Why this boxing champ’s jacket says “Remember the Masada”
If you’re Jewish, and you can swing a bat or throw a punch, you’re the Hebrew Hammer. That’s how it works. So it follows that Cletus Seldin, a pro boxer straight out of Long Island who wears a Star of David on his trunks, is the Hebrew Hammer. That’s how it works.
“I love it,” said Seldin the night before Saturday’s super-lightweight bout at the Barclays Center in Brooklyn. “It’s the best nickname in the sport of boxing.”
Seldin won — and so retains his North American Boxing Association championship title — with a decisive knockout in the seventh round that Fightnews.com described as nothing short of “spectacular.” And as BoxingScene summed it up: “Cletus Seldin continues to stay true to his moniker.”

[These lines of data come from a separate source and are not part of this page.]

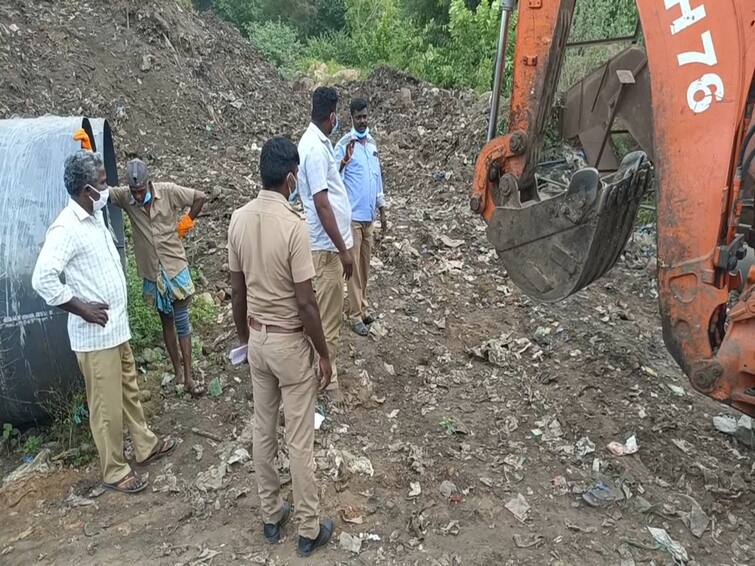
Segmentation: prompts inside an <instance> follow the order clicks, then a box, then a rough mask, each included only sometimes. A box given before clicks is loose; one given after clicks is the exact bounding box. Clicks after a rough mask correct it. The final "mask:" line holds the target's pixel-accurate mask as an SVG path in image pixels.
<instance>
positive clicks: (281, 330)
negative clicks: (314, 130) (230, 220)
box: [228, 138, 334, 556]
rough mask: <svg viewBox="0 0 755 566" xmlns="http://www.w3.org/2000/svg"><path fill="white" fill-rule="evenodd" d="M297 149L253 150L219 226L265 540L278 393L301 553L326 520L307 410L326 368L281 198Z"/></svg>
mask: <svg viewBox="0 0 755 566" xmlns="http://www.w3.org/2000/svg"><path fill="white" fill-rule="evenodd" d="M298 166H299V154H298V151H297V149H296V146H295V145H294V144H293V143H292V142H291V141H289V140H287V139H285V138H274V139H272V140H270V141H268V142H267V143H266V144H265V145H264V147H263V148H262V154H261V157H260V174H261V177H262V185H263V190H261V191H260V193H259V195H258V196H257V198H256V199H254V200H253V201H251V202H249V203H247V204H246V205H245V206H243V207H242V208H240V209H238V210H236V211H235V212H234V213H233V215H232V216H231V222H230V226H229V228H228V262H229V267H230V271H231V288H232V306H233V318H234V321H235V323H236V330H237V332H238V336H239V340H240V341H241V343H242V344H248V345H249V364H250V366H251V373H252V387H253V393H254V448H253V457H254V468H255V472H256V475H257V487H258V490H259V496H260V507H261V511H262V520H263V523H264V528H263V533H264V536H265V538H266V539H267V540H268V541H269V542H278V541H279V540H280V531H281V528H282V527H283V526H284V525H285V523H286V522H287V521H288V519H289V517H290V514H291V507H290V505H289V504H288V503H285V502H284V501H283V500H282V498H281V495H280V479H279V477H278V473H277V469H276V464H275V460H276V457H277V455H278V437H277V425H278V409H279V406H280V403H281V400H282V401H283V412H284V414H285V419H286V443H287V444H288V449H289V457H290V461H291V479H292V482H293V491H294V505H295V507H296V513H297V514H298V519H299V545H298V552H299V554H300V555H301V556H309V555H311V554H312V553H313V552H314V551H315V550H317V549H318V548H320V547H322V546H325V545H326V544H327V543H328V541H329V540H330V538H331V535H332V534H333V529H334V525H333V521H331V520H329V519H326V520H324V521H322V522H320V517H319V515H320V509H319V508H320V502H319V495H318V488H317V484H316V483H315V476H314V470H315V463H314V455H313V451H314V438H315V428H314V414H315V401H316V399H317V392H318V389H320V390H322V389H324V388H325V387H326V386H327V385H328V384H329V383H330V378H331V375H332V367H331V360H330V356H329V354H328V347H327V344H326V341H325V335H324V334H323V329H322V321H321V319H320V311H319V309H318V307H317V300H316V299H315V294H314V290H313V287H312V279H313V278H314V277H315V268H314V264H313V262H312V252H311V251H310V245H309V234H308V231H307V227H306V225H305V224H304V222H303V221H302V220H301V219H300V217H299V215H298V214H297V213H296V212H295V211H294V209H293V208H291V206H290V205H289V202H288V197H289V196H290V195H291V193H293V192H294V190H295V189H296V177H297V171H298Z"/></svg>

There is, of course, a decorated history of Jewish boxers — boxing was The Jewish Sport long before baseball, basketball, or judo ever were. But members of the tribe have been gradually disappearing from the ring for decades. A century ago Seldin would have been part of a deep roster of Hebrew fighters. In the ‘30s, he would have sparred with his hero, the great Barney Ross. Now Seldin, 35, is one of the only Hebrew Hammers left.
That’s something he thinks about when he ties the hightops emblazoned with his inherited nickname, and when he dons the purple satin jacket on which is stitched, below his surname, “REMEMBER THE MASADA.”
The mantra, referring to the mass suicide of hundreds of Jews under siege by Romans during the first century, was inspired by his trainer Keith Brodsky — also Jewish, a former Maccabiah Games competitor. To Seldin, it represents both Jewish freedom generally — “you ain’t making me a slave,” he said — and more specifically to him, Jewish continuity in boxing.
“It’s a big part of our heritage that we may never see again in the sport,” he said.
The great thing about boxing, he added, is that he gets to flaunt it.
A native of Yaphank, New York — a part of Long Island that isn’t heavily populated by Jewish people — Seldin was picked on for his background at his public school. His best friend, a German kid, once showed up to school with a swastika shaped into his haircut. But Seldin was never a big kid — he’s 5’7”, 140 pounds now — so he swallowed his emotions and never fought back.
It wasn’t until he started boxing that he started to, in his words, “get nasty” when people crossed a line.
He came to the sport through wrestling, which he competed in in high school, after meeting a trainer at a mixed martial arts gym. The first few times in the ring, he got a pretty good licking. Later, his trainer told him he was the only MMA kid who didn’t quit after the first time being hit in the face.
“I was like, I’m so bad at this, I have to become good at it,” Seldin recalled.
It took him about a year.
Going into his first tournament at 22 years old, he was an unknown quantity. But his throwback style — “I fight from a crouch and throw a ton of punches,” he said — turned heads.
He was unwittingly earning the moniker that had been his birthright all along.
“They’re like ‘Who is this guy?’” Seldin said. “They figured out I was this muscular white kid just punching people throughout these tournaments in other states. They thought I was this really crazy Russian, because I didn’t say anything. Then they found out he’s this Russian Jew.”
The next tournament he traveled to, he was greeted as the “Hebrew Hammer” for the first time. He says he didn’t know at the time how well-worn the nickname was.
Thirteen years later, he took his signature sneakers and his Masada jacket into one of the biggest boxing venues on the planet. His opponent: William “Baby Face” Silva, a Brazilian a half-foot taller than him. Seldin entered the bout with a 25-1 lifetime record.
Seldin’s seventh-round knockout was the 22nd KO of his career.